En tout, ce sont près de trois mille visiteurs qui foulent chaque année le sol et les allées du domaine. « C'est loin d'être suffisant », assurent les deux quinquagénaires, qui estiment le seuil de rentabilité d'ouverture au public à vingt mille par an. « Mais c'est un contrat moral, c'est un devoir pour nous de partager avec le public. » Comme de nombreux propriétaires de monuments historiques de la région, les deux passionnés ouvrent grand leurs portes au public pendant l'été. Et bénéficient au passage d'avantages fiscaux : toutes les dépenses concernant l'aménagement et la restauration du château sont déductibles des impôts (contre 50 % pour ceux qui n'ouvrent pas).

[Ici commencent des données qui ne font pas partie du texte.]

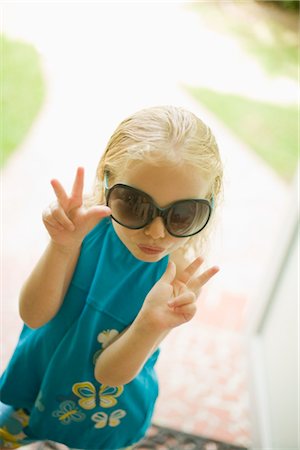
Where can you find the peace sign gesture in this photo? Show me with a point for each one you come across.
(67, 220)
(172, 300)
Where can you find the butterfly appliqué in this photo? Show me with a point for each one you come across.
(87, 394)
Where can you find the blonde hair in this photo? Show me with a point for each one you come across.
(162, 135)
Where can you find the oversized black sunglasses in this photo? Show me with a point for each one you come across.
(135, 209)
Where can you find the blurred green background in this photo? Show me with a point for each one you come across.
(22, 92)
(269, 129)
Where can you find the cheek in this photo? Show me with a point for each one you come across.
(125, 234)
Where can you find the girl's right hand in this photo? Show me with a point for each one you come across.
(67, 220)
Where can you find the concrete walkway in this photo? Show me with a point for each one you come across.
(102, 62)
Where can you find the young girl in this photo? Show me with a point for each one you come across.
(113, 282)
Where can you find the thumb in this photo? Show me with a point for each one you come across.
(95, 214)
(170, 273)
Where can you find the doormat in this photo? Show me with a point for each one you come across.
(161, 438)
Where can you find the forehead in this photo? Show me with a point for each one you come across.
(166, 183)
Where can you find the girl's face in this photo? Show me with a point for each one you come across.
(165, 185)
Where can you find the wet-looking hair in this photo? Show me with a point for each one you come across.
(162, 135)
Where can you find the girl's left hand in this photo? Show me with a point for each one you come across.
(172, 300)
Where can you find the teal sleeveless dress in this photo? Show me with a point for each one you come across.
(51, 373)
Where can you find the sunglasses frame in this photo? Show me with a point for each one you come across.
(159, 212)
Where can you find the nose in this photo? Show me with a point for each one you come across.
(155, 229)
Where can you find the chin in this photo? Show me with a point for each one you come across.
(147, 258)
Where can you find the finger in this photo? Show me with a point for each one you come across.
(52, 223)
(191, 270)
(61, 217)
(205, 277)
(60, 193)
(77, 189)
(183, 299)
(170, 273)
(188, 311)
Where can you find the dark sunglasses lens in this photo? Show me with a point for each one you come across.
(129, 207)
(188, 217)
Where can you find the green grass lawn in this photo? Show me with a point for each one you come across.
(22, 92)
(269, 129)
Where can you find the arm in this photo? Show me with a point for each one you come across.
(170, 303)
(43, 292)
(67, 223)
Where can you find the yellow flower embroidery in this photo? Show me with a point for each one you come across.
(102, 419)
(87, 394)
(68, 412)
(10, 440)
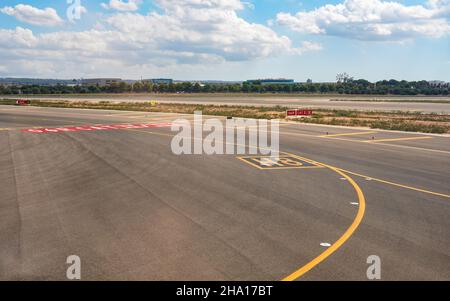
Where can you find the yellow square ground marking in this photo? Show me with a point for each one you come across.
(281, 162)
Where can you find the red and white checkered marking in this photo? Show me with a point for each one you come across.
(97, 128)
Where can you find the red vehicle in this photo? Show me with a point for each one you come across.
(22, 102)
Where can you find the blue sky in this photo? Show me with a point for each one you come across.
(227, 39)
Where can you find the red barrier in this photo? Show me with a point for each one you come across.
(299, 113)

Un geste financier auquel s'ajoutent des subventions versées par l'État à hauteur de 50 % pour les monuments classés.
Longtemps simples collectionneurs, Didier Cramoisan et Bernard Dragesco ont franchi le pas en 2001 en devenant propriétaires. « Le château est un peu le contenant des objets que nous vendons à la galerie à Paris », à savoir des porcelaines du siècle des Lumières et autres joyaux historiques de l'époque. « Il faut tout de même être passionné pour se mettre une maison sur le dos », lâche Bernard Dragesco, qui confie consacrer l'ensemble de ses revenus à l'entretien et l'aménagement de la maison. « Tout y passe, j'ai même dû revendre des collections. » « L'État n'aurait de toute façon pas les moyens de s'en occuper ni de les acheter, on est un peu les gardiens bénévoles », commente Didier Cramoisan.
« On n'est pas propriétaires, c'est la maison qui nous possède, qui nous exploite pendant vingt ou trente ans. C'est notre devoir de la transmettre dans un meilleur état », lance Dragesco.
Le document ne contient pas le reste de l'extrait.